戦う意志をへし折られておかしくないこんな悲痛を経験しても立ち向かおうとするルディとポールの姿が最後まで有ったのがせめてもの救い。

調べてみるとコレは実話から着想を得たフィクションなんですね。
それだったらハッピーエンドにも感動的にも出来ただろう中でこの物語にしたのは凄いとしか言いようがない。
本当に素晴らしいものは作品を介して作者の意思を感じるものであると言うけど、本当にそうだと思った。

自分は仕事と個人的な体験で運悪く親に恵まれなかった子供を結構多く見てきたことから「愛情の無い冷めた肉親よりも愛情深い赤の他人」という持論を持ってる。
子供に最も必要なのは「血のつながった女性(母親)と男性(父親)」ではなく「無償の愛情と絶対的な安心感をあたえてくれて、自分も他の人もみんな生きてるだけで価値のある尊い存在なんだと全身全霊で伝えてくれる大人」の存在。
後者の存在が欠けているんなら異性カップルでも同性カップルでもその間にいる子供は自分に自信を持って生きてはいけない。大人になったあとも。

ルディ、ポール、マルコの3人は見てくれこそ大多数の世帯と違っていても世間一般の家族と全く変わらない日々を送っていた。
それどころかマルコに必要なものをちゃんと与えられていたし、マルコも3人一緒にいる場所を我が家と認識していた。
何があるか分からない大海原で船が壊れそうになっても「あそこまで行ければ大丈夫だ」と思わせてくれる港のごとく。

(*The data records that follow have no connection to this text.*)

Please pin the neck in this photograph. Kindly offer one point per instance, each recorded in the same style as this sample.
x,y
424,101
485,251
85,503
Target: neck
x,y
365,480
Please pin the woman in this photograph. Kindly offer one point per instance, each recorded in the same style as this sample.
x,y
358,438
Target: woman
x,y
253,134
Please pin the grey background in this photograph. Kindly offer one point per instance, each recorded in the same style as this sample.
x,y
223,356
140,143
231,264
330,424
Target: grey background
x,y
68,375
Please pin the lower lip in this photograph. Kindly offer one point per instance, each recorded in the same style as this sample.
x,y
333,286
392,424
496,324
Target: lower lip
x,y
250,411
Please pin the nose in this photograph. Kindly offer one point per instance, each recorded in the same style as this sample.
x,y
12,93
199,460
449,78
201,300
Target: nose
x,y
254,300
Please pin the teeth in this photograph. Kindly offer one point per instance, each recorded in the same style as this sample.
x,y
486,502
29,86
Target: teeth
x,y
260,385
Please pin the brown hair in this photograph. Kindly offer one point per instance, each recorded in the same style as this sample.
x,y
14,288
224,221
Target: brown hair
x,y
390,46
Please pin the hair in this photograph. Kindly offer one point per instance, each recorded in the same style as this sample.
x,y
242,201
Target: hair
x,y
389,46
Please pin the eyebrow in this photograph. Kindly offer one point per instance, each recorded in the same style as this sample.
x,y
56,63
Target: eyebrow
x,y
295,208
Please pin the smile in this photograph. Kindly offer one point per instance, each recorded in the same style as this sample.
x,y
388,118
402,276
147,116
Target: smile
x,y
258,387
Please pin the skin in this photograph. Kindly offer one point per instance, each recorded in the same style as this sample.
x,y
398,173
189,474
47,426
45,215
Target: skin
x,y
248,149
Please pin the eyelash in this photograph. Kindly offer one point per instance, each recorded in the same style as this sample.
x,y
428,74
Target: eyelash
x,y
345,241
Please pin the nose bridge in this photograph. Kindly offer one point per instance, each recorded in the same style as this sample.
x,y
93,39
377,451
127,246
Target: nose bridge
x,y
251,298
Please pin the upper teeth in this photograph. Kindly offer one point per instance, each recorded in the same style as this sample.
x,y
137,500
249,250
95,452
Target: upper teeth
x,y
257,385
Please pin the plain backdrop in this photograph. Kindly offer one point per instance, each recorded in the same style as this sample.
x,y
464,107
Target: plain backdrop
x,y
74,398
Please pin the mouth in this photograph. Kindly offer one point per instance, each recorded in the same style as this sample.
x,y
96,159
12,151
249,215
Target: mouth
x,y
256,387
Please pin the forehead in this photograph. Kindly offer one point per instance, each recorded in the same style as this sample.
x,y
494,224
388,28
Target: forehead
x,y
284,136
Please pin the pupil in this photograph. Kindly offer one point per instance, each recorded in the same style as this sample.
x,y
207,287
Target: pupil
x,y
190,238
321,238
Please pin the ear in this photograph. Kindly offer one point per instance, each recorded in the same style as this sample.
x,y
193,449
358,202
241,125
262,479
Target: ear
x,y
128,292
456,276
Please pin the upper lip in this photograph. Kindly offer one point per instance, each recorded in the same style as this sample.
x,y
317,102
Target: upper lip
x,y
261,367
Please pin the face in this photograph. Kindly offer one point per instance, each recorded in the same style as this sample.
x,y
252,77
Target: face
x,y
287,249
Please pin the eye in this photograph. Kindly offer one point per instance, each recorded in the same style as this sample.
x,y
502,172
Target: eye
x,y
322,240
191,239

異性カップルに育てられた子供と同性カップルに育てられた子供に差は無いと研究で分かってる現代でも、こういった制圧は絶対ある。
今の社会に生きていてこの映画を全くの昔話だと断じられない自分が恥ずかしく思う。

何気ないシーンながらも一番印象に残ったのはマルコの監護権を取り戻すために仕事をやめると申し出たルディにショー仲間(?)が「頭の弱い子を引き取った時決めてたのよ」と心無い言葉をぶつけてルディを怒らせたシーン。
系統は違っても世間からの差別と偏見に苦しむマイノリティ同士だってこんな心無い言葉を相手に言ってしまうのは現実でも結構多いから、なんとも言えない感慨を覚えた。
製作者たちのなにかしらの思惑を感じるシーンだ。